El Fugitivo de los Labios Amenazantes

Foto y Texto Por Bruno Cortés

En el vasto y ajetreado teatro de la existencia, donde los corazones se ofrecen y se retiran con la facilidad de un trueque callejero, existía un hombre peculiar, un alma nómada cuya única constante era la inconstancia. No era un sibarita de afectos, ni un gourmet de lechos ajenos. Para él, cualquier mujer podía ser la musa fugaz de una noche, cualquier habitación de hotel, el efímero puerto de su deriva. Dormía donde la noche lo alcanzaba, a veces solo, a veces no, pero siempre reservándose el derecho de alzar la barrera invisible cuando la permanencia amenazaba con echar raíces.

Su equipaje emocional era ligero, una maleta perpetuamente lista para ser cerrada al menor atisbo de un lazo duradero. Un adiós, pronunciado con la naturalidad de quien pide la hora, era su conjuro contra la promesa implícita en una mirada demasiado intensa, en un susurro que insinuaba un futuro compartido. Un taxi a la estación era su fiel corcel de huida, el vehículo que lo arrancaba de la incipiente calidez de un hogar transitorio.

Pero no era un hombre insensible. En el fondo de su errante corazón, latía la conciencia de la fragilidad de los afectos, la punzante belleza de un instante compartido. Quizás, en algún recodo de su memoria, guardaba el eco de unos labios que alguna vez amenazaron con devorarle el alma, un recuerdo tan vívido que actuaba como un resorte, activando la señal de alarma interna que lo impulsaba a escapar hacia otra dirección, hacia otro rostro desconocido.

Se decía, con una sonrisa torcida que evocaba al mismísimo diablo recogiendo a un alma descarriada, que había pasado dos noches en Sodoma, no por vicio, sino por curiosidad antropológica. Y que su pensión en Gomorra había sido tan anodina como cualquier otra. Incluso recordaba su breve exilio del paraíso, un lugar que, paradójicamente, le había resultado asfixiante en su perfección inmutable.

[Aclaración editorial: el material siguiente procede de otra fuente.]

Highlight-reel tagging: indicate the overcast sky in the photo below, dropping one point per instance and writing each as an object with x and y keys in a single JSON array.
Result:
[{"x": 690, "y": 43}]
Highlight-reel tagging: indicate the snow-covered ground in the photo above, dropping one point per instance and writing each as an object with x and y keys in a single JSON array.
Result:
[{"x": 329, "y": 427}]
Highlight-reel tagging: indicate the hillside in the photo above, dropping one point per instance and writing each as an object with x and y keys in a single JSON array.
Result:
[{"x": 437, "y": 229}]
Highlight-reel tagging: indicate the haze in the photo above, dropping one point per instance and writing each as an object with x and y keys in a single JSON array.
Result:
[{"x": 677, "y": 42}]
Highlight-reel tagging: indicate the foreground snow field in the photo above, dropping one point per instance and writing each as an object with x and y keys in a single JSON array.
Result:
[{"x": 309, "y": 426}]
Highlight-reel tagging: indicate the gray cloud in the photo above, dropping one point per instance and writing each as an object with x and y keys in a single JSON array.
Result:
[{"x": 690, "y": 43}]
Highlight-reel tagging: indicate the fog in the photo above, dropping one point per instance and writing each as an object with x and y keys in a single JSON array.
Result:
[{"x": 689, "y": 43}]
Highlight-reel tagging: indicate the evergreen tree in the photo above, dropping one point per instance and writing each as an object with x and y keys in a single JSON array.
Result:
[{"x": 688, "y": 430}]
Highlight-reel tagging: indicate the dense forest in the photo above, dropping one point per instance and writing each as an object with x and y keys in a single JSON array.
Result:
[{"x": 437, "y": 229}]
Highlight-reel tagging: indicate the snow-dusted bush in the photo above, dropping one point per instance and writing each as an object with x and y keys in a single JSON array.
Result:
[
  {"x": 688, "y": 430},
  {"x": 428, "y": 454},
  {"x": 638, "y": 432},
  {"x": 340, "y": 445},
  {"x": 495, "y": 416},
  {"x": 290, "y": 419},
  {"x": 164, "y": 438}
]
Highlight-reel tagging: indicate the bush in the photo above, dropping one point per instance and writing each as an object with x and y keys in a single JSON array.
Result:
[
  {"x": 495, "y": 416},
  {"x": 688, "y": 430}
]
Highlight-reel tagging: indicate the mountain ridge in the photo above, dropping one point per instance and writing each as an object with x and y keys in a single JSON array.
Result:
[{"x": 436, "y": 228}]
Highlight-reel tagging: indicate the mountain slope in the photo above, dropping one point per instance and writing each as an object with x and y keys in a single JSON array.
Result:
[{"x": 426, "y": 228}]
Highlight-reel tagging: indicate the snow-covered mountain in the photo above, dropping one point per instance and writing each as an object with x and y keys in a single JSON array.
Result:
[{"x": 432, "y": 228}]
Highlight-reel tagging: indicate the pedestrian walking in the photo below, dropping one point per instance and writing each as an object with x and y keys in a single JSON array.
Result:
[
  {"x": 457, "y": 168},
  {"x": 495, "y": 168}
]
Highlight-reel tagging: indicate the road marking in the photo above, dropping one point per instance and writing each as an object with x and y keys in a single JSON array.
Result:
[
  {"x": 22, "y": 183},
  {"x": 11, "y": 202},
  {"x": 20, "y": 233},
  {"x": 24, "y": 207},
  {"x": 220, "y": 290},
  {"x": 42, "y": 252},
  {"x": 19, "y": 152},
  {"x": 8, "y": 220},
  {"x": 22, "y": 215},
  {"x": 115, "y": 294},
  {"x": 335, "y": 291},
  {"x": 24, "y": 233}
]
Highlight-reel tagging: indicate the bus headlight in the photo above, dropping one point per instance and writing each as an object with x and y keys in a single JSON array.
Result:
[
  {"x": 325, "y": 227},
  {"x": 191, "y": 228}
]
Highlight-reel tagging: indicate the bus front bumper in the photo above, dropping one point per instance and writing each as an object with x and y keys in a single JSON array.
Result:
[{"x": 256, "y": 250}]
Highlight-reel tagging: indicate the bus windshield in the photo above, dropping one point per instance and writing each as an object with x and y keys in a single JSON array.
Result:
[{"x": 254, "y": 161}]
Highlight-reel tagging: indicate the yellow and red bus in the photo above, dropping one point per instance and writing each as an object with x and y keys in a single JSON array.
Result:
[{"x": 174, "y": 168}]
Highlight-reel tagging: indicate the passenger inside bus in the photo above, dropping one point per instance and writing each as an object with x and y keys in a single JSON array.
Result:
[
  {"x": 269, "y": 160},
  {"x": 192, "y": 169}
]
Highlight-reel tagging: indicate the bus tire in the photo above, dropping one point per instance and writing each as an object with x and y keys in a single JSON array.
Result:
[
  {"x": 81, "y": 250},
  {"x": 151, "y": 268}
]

Un día, mientras huía de unos ojos color café que prometían un amor eterno en una sola mirada, notó algo inusual en el taxi que lo alejaba a toda velocidad. Por el retrovisor, vio cómo la mujer de la ventana comenzaba a desdibujarse, no por la distancia, sino porque su recuerdo se evaporaba a medida que él se alejaba. No era olvido, sino una especie de licuefacción de la memoria, como si el propio aire de la ciudad se llevara consigo los rastros de sus encuentros efímeros.

En otra ocasión, al despedirse de una pelirroja de risa contagiosa, notó que la llave de la habitación del hotel se transformaba en una pluma ligera, que al soltarla, ascendía danzando hasta desaparecer en el cielo. Era como si los lugares que habitaba brevemente no pudieran retener la materialidad de su paso, convirtiendo sus estancias en meros sueños fugaces.

Y así continuaba su peregrinaje, un eterno transeúnte en el laberinto de las relaciones humanas. Si alguna vez se cruzaba con alguien en el camino, su consejo tácito era claro: no preguntes a dónde voy. Sus ojos, espejos de una búsqueda perpetua, revelarían la verdad de su ser escurridizo. No importaba que cerraran la puerta; él encontraba la manera de colarse por el balcón de la existencia, dejando al día siguiente solo el vacío de su partida en el lecho ajeno.

Su adiós era una melodía recurrente, un estribillo en la banda sonora de su vida. Un gesto mecánico al tomar su chaqueta, al pedir otro taxi para otra estación, símbolo de un nuevo comienzo que inevitablemente culminaría en otra despedida. Pagaba lo justo, sin dejar propinas para fantasmas de futuros encuentros. Tomaba su sombrero, un aditamento que le confería un aire de misterio y de viajero incansable, y se marchaba, dejando tras de sí la estela intangible de su breve presencia.

Quizás, en algún rincón olvidado de su alma, anhelaba detenerse, echar raíces en un corazón y un hogar. Pero el miedo a ser devorado, a perder su preciada libertad en las fauces de un amor posesivo, era un fantasma demasiado poderoso. Así que seguía huyendo, coleccionando despedidas como otros coleccionan sellos, cada una un testimonio de su incapacidad, o quizás su elección, de permanecer.

Y en cada estación, al subir a un nuevo tren que lo llevaría a otro destino incierto, una pequeña voz en su interior, ahogada por el ruido de los vagones y el eco de sus propios adioses, se preguntaba si algún día encontraría un puerto donde el corazón no amenazara, donde la partida no fuera la única certeza.